Florida 13th District
When the Ringling Brothers made a success of the circus they founded in the 1880s, they needed a place for performers and animals to rest during the winter months. They settled on the bayfront village of Sarasota, located behind a barrier island on the Gulf of Mexico. It was just far enough north to be reachable by railroad and just far enough south to be semitropical so the elephants would stay healthy. Here, on the calm Sarasota Bay, John Ringling established the Ringling Museum of Art, a huge sculpture garden, and his own Venetian palace, the Ca’d’Zan. Next door, his brother, Charles, built a pair of neoclassical revival mansions in pink Georgia marble, which are now part of New College of Florida. After World War II, the balmy Gulf Coast attracted new settlers—affluent, well-educated Republicans from upper-crust suburbs in the North. The population exploded. Manatee and Sarasota counties grew from 63,000 in 1950 to 732,000 in 2007. This part of Florida is no longer a winter community for snowbirds from the North.
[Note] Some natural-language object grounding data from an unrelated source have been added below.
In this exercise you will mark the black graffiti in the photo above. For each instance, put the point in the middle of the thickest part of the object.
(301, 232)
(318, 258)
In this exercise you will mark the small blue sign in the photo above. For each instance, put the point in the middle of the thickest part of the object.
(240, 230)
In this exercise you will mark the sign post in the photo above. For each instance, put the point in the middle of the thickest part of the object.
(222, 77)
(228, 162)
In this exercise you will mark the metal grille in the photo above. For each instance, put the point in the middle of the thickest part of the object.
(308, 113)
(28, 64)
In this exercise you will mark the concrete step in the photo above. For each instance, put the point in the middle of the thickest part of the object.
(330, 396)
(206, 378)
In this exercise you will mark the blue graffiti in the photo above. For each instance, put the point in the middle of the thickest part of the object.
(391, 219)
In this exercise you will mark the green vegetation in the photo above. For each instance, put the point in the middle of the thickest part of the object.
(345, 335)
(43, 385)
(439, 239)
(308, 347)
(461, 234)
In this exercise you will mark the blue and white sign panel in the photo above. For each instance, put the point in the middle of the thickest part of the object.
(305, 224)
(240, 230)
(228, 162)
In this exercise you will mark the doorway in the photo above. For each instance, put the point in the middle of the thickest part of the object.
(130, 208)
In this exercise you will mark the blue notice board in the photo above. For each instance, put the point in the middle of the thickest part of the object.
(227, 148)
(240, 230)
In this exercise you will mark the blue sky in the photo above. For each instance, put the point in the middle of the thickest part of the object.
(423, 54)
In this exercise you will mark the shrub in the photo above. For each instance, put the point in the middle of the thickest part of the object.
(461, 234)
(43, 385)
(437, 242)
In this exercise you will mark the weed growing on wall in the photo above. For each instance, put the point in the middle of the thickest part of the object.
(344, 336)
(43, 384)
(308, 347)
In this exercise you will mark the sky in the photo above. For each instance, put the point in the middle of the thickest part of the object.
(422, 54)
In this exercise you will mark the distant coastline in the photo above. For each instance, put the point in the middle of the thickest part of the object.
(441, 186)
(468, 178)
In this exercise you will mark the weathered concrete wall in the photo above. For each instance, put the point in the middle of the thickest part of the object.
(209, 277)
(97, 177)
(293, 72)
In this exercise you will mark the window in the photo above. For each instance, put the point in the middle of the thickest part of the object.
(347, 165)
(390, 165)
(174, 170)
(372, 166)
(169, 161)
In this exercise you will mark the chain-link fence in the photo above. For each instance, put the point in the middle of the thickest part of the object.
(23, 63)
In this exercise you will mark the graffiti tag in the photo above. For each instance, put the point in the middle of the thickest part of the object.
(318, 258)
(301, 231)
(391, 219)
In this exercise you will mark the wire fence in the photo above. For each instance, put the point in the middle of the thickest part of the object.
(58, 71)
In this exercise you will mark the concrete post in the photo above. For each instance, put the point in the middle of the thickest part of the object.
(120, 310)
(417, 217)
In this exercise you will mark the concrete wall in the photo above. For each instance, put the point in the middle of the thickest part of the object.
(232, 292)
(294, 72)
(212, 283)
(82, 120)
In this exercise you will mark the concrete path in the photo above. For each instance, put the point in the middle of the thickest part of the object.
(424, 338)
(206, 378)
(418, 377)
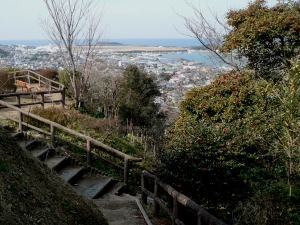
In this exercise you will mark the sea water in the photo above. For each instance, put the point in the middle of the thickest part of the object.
(203, 56)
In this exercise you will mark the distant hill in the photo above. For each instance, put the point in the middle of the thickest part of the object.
(30, 193)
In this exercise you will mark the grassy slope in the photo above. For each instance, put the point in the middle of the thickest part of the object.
(30, 193)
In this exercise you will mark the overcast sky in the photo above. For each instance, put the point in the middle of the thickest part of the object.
(124, 18)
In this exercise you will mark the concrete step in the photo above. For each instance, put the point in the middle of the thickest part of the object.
(120, 211)
(41, 153)
(91, 187)
(32, 144)
(71, 173)
(55, 162)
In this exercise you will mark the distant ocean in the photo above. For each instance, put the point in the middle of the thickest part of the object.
(178, 42)
(202, 57)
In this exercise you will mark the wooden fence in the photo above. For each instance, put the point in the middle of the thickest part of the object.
(203, 217)
(31, 77)
(55, 126)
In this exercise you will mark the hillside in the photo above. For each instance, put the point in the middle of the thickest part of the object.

It has generated its own economy, one with as much vitality and diversity as the places from which its residents have come. In 2007, Money magazine ranked Sarasota as the 7th best city “to retire young.”
2008 Presidential Vote
|Cook Partisan Voting Index|
The 13th Congressional District of Florida runs from just below Tampa Bay to Charlotte Harbor, north of Fort Myers. It includes all of Sarasota County, which accounts for just over half the district’s population. It takes in all of lightly populated, rural DeSoto and Hardee counties, most of Manatee County to the north and an adjoining sliver of Charlotte County to the south. Idyllic beachfronts beautify the barrier islands, from sleepy Anna Maria down through pricey Longboat Key and Lido Key to more casual Siesta Key. The bayfront area, along the Intracoastal Waterway, is lined with high-rises and often clogged with traffic from Bradenton to Sarasota. Below that, Venice—established in 1920 as a speculative land venture by the Brotherhood of Locomotive Engineers—sits directly on the Gulf of Mexico. Though some high-tech firms diversify the economy, the district as a whole remains a place of tourists and well-off retirees: 26% of its population is 65 and older, and it has 195,000 Social Security recipients, the second highest level of all congressional districts in Florida. For many years, the 13th District was heavily Republican, and it remains that way in party registration. But like the affluent northern suburbs from which so many of its voters came, it trended toward the Democrats in the 1990s. George W. Bush carried this district, but with just 54% of the vote in 2000 and 56% in 2004. In 2008, Republican John McCain won the district, 52%-47%, over Barack Obama.